更有趣的是图里表现的生活气氛。这里是一座书堂,悬匾题“三台馆”。旁边挂着一付对联,“一轮红日展依际,万里青云指顾间”。这付对联无疑带着吉祥的涵意。是一般仕子所喜闻乐见的,于编辑先生本身其实倒并无多大关涉。

园外大门额题“养化门”。一个小童拿着扫帚在打扫庭院。院子里有假山花木,当中是个水池,四周有栏。水池中种着莲花,还有一对鸳鸯,另一小童在煮水烹茶。一个侍女立在旁边捧茶;另两个在阶下,其中一个在焚香。

这位编辑先生兼出版家的生活是非常优裕的。他悠然自得地在进行着编辑工作。不管这插图有着怎样的装饰意味,总多少还表现了明代的生活。
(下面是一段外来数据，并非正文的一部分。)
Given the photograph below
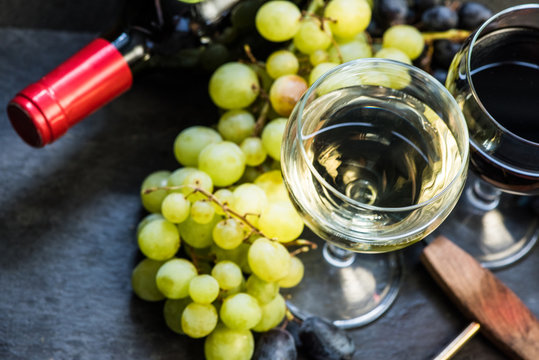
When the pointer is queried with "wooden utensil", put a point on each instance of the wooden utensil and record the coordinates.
(502, 316)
余象斗虽然看来是这样一位颇为风雅文静的人物,但他的火气却也不小。另外一部余文台刻本的《新刊八仙出处东游记》里,有一篇他作的序,文章不通,但却充分表露了明代书坊的竞争情况,可以看出当日资本主义发展的概况的:

八仙传引

不俗斗自刊华光等传,皆出予心胸之编辑,其劳鞅掌矣!其费弘巨矣!乃多为射利者刊,甚诸传照本堂样式,践人辙迹而逐人尘后也。今本坊亦有自立者,固多;而亦有逐利之无耻,与异方的浪棍,迁徒之逃奴,专欲翻人已成之刻者。袭人唾馀,得无垂首而汗颜。无耻之甚乎!故说。

三台山人仰止余象斗言

“版权所有,不准翻印”,并不是从清末的商务印书馆开始的,在明代就已经有了,不过那时的“大明律”,是不曾订定有关出版权益的规章,所以出版家无法得到官吏的保护,只能恶毒地谩骂一通。余象斗又提出了“成本”的观点,还说明是怎样的人物在“射利”,在“翻板”。这些都是极有价值的史料。可以帮助我们认识明代书坊的面貌。